Indossando la maglia numero 7 del PSG con un contratto fino al 2029, Kvara ha dunque realizzato quello che lui stesso aveva definito «un sogno» al momento della presentazione ufficiale come nuovo giocatore parigino nel gennaio 2025. Un sogno che si è concretizzato in tempi record: meno di sei mesi dopo il suo arrivo sotto la Tour Eiffel, il georgiano ha alzato al cielo la coppa dalle grandi orecchie.

Antonio Conte, che aveva vissuto l’addio del georgiano come un duro colpo, aveva commentato la cessione con parole significative: «Con le partenze di Kim, Osimhen, Zielinski e ora Khvicha abbiamo perso l’ossatura della squadra che ha vinto lo Scudetto, ma ora è un altro Napoli». Parole profetiche, visto che il Napoli ha poi conquistato il quarto scudetto della sua storia proprio in quella stagione, dimostrando che la squadra di Conte aveva le risorse per andare avanti anche senza il suo talento più cristallino.

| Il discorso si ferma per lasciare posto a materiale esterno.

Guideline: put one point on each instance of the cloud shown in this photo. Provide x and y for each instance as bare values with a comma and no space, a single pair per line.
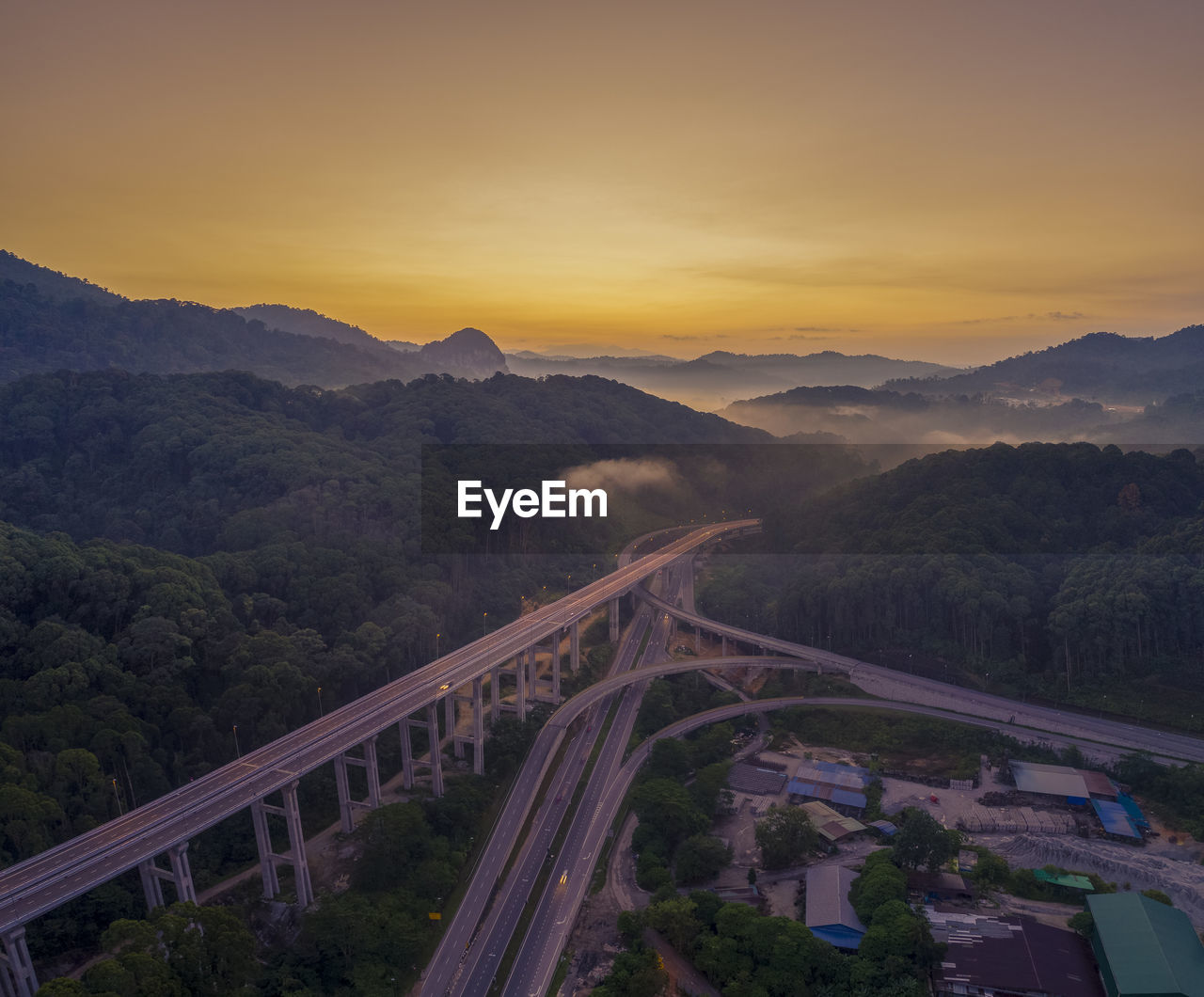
624,475
1030,317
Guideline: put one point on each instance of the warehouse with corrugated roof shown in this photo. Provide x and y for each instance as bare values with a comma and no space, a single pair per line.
830,914
1144,948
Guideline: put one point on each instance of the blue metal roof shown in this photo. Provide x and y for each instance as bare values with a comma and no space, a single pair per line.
1115,819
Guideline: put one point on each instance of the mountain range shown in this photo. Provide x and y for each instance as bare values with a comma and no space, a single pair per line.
717,378
1100,387
1101,366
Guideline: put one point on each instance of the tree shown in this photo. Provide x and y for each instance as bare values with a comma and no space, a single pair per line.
1083,924
700,858
991,869
203,949
667,807
675,920
923,842
785,836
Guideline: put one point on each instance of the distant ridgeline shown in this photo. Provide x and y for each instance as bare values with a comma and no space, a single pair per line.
52,322
1101,366
1031,562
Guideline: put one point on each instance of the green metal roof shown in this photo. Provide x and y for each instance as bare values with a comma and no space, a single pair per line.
1145,948
1067,879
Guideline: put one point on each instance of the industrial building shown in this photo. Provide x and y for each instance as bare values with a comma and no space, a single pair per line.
843,786
1009,957
830,915
831,825
1117,812
1144,948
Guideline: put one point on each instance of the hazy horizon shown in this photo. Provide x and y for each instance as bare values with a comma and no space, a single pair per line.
948,182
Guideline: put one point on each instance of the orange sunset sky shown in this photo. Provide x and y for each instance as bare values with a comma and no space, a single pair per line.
948,181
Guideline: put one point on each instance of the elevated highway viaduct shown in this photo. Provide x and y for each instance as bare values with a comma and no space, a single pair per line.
164,828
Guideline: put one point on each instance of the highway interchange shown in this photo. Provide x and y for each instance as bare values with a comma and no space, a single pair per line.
51,878
471,950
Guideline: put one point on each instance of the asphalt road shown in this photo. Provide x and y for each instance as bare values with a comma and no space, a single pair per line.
467,958
573,864
42,883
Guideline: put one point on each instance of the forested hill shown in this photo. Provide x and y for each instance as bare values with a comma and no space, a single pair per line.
306,322
1033,498
51,282
1101,366
42,332
293,514
198,463
1043,568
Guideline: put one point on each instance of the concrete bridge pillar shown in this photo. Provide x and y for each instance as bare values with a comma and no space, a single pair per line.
555,669
296,845
181,872
372,768
266,855
180,875
269,859
407,754
433,730
344,795
478,726
520,692
17,975
151,885
372,772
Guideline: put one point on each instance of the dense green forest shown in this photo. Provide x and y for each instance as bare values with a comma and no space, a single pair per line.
1053,568
40,332
293,519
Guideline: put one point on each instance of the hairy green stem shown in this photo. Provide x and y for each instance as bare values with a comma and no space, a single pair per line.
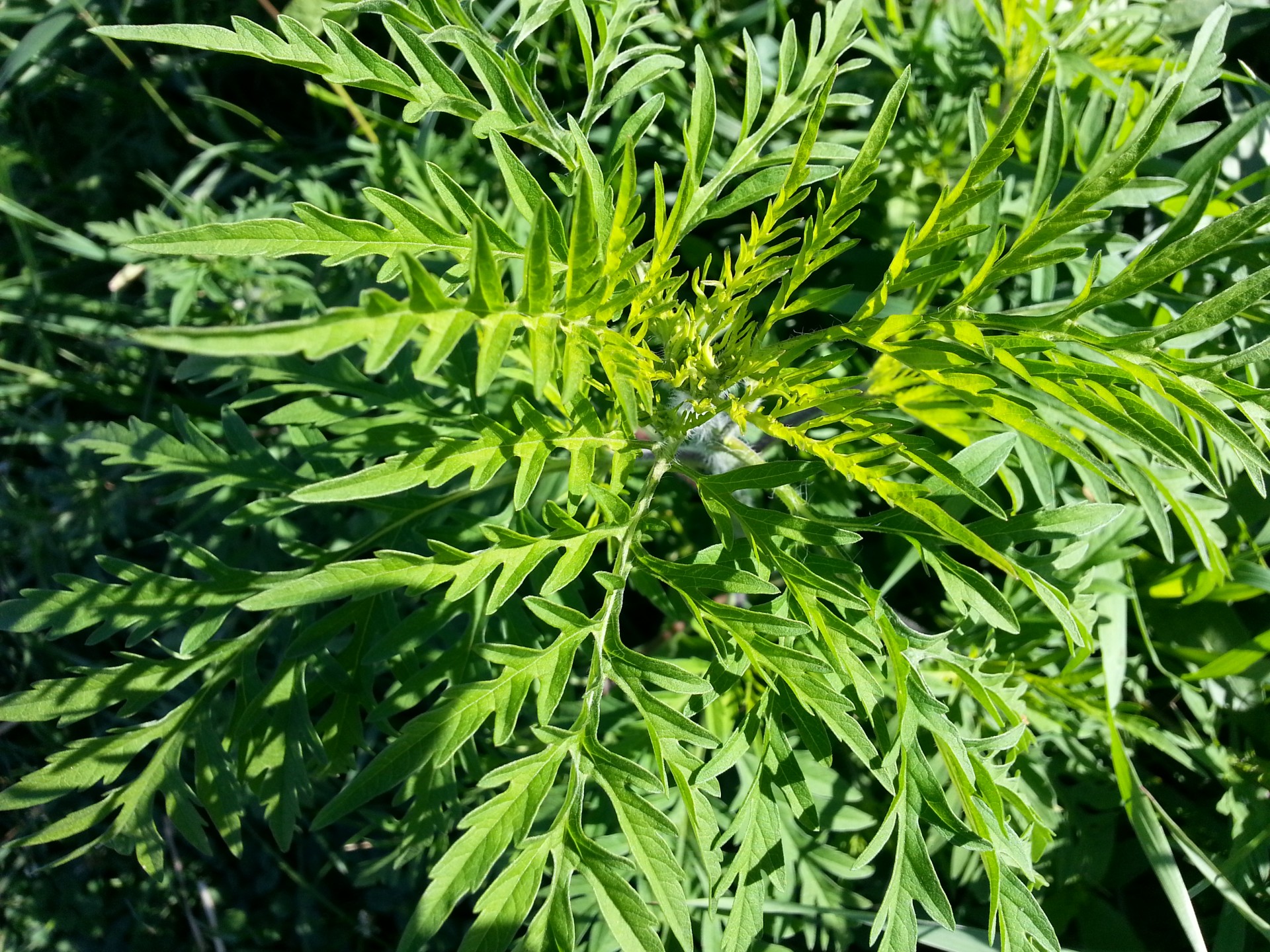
624,560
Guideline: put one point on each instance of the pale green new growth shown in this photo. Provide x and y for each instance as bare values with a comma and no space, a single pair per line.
554,356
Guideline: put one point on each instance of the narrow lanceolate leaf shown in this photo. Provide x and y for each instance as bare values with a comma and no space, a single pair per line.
493,447
432,738
607,543
651,834
488,832
317,233
626,916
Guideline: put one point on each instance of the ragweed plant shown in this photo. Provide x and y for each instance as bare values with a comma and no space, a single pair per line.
548,457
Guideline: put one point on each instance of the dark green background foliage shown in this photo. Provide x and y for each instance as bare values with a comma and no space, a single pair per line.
1124,803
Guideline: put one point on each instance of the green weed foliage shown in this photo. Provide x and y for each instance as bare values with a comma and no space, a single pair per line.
756,475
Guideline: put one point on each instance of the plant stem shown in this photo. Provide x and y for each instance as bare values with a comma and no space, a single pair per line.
624,560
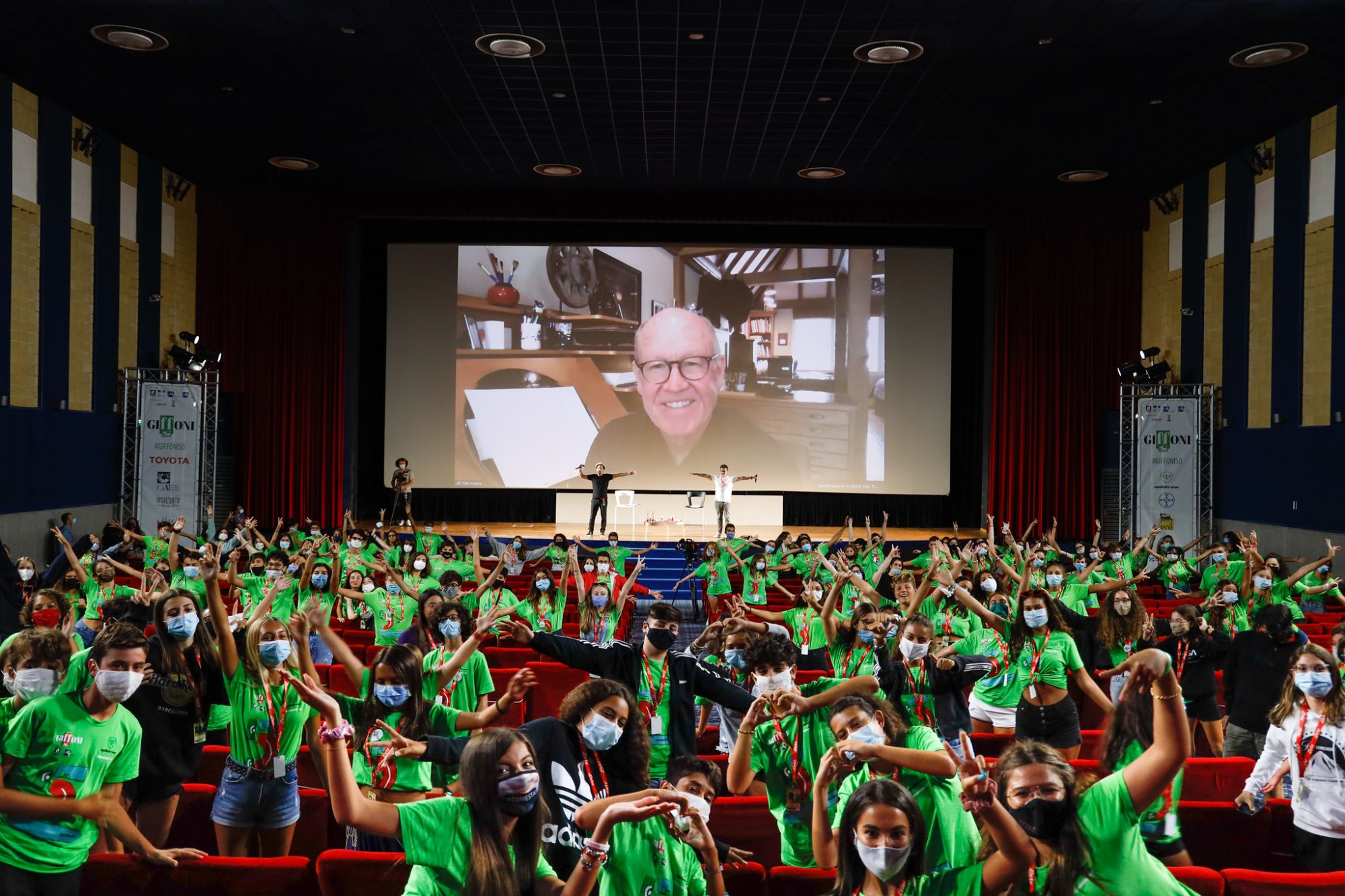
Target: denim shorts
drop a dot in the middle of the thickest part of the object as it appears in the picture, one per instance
(255, 802)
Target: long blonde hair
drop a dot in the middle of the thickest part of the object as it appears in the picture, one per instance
(1292, 696)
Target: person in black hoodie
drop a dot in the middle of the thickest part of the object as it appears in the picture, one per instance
(1254, 677)
(665, 684)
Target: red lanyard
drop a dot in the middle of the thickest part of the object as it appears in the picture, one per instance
(278, 720)
(917, 684)
(656, 696)
(796, 762)
(1036, 657)
(588, 772)
(1312, 747)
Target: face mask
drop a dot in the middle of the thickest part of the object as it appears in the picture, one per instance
(1312, 684)
(661, 638)
(32, 684)
(913, 650)
(274, 653)
(1042, 818)
(118, 685)
(518, 792)
(392, 694)
(1036, 618)
(46, 618)
(601, 732)
(884, 862)
(771, 684)
(184, 626)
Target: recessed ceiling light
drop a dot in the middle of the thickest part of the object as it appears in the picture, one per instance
(887, 53)
(558, 170)
(510, 46)
(1083, 175)
(130, 38)
(294, 163)
(1268, 54)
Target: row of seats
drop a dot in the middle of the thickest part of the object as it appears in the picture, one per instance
(349, 873)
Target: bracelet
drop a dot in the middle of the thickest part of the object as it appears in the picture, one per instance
(332, 735)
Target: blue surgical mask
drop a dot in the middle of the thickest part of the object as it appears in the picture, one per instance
(184, 627)
(1313, 684)
(392, 694)
(601, 732)
(274, 653)
(1036, 618)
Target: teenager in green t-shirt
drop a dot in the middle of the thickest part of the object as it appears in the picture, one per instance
(64, 759)
(665, 854)
(783, 737)
(1104, 852)
(500, 778)
(876, 744)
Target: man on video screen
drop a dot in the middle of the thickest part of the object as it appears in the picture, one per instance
(679, 373)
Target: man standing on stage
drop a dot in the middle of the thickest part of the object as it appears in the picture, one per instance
(723, 494)
(601, 481)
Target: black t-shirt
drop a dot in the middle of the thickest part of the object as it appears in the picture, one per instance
(601, 483)
(166, 709)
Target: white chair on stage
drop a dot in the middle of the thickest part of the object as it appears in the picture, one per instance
(626, 498)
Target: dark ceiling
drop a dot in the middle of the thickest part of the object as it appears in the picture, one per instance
(410, 101)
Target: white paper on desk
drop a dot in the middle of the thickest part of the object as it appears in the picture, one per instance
(536, 436)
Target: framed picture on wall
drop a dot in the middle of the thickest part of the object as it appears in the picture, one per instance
(622, 282)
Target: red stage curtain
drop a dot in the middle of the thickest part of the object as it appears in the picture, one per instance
(1067, 313)
(271, 295)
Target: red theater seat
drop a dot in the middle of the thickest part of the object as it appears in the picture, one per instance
(1206, 881)
(1254, 883)
(747, 823)
(747, 879)
(801, 881)
(342, 872)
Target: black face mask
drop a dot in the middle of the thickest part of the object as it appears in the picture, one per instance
(1043, 818)
(661, 638)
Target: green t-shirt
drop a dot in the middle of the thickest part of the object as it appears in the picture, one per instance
(810, 737)
(650, 860)
(251, 737)
(1059, 658)
(438, 837)
(393, 614)
(1118, 858)
(952, 836)
(716, 576)
(653, 673)
(1003, 688)
(98, 594)
(63, 751)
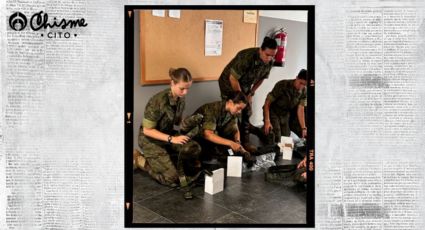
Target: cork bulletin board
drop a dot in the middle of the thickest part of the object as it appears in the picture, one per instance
(180, 42)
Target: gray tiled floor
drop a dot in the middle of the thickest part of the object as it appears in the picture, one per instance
(249, 199)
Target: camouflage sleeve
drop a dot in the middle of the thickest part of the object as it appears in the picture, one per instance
(152, 114)
(239, 66)
(266, 73)
(210, 122)
(303, 98)
(276, 92)
(179, 114)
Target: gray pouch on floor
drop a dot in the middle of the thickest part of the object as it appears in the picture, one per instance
(281, 174)
(264, 161)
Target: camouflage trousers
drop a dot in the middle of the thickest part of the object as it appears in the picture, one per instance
(280, 128)
(168, 161)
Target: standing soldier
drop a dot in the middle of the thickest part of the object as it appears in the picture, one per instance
(285, 96)
(220, 129)
(157, 138)
(245, 73)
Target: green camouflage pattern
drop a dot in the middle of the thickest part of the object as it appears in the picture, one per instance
(217, 119)
(247, 67)
(284, 98)
(162, 112)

La parabola di Kvaratskhelia resta una delle storie più affascinanti del calcio europeo recente: acquistato per una cifra irrisoria, esploso come uno dei migliori al mondo, ceduto per decine di milioni e infine campione d’Europa. Un percorso che testimonia la capacità del Napoli di valorizzare i talenti e, al tempo stesso, la difficoltà di trattenerli quando i grandi club europei bussano alla porta.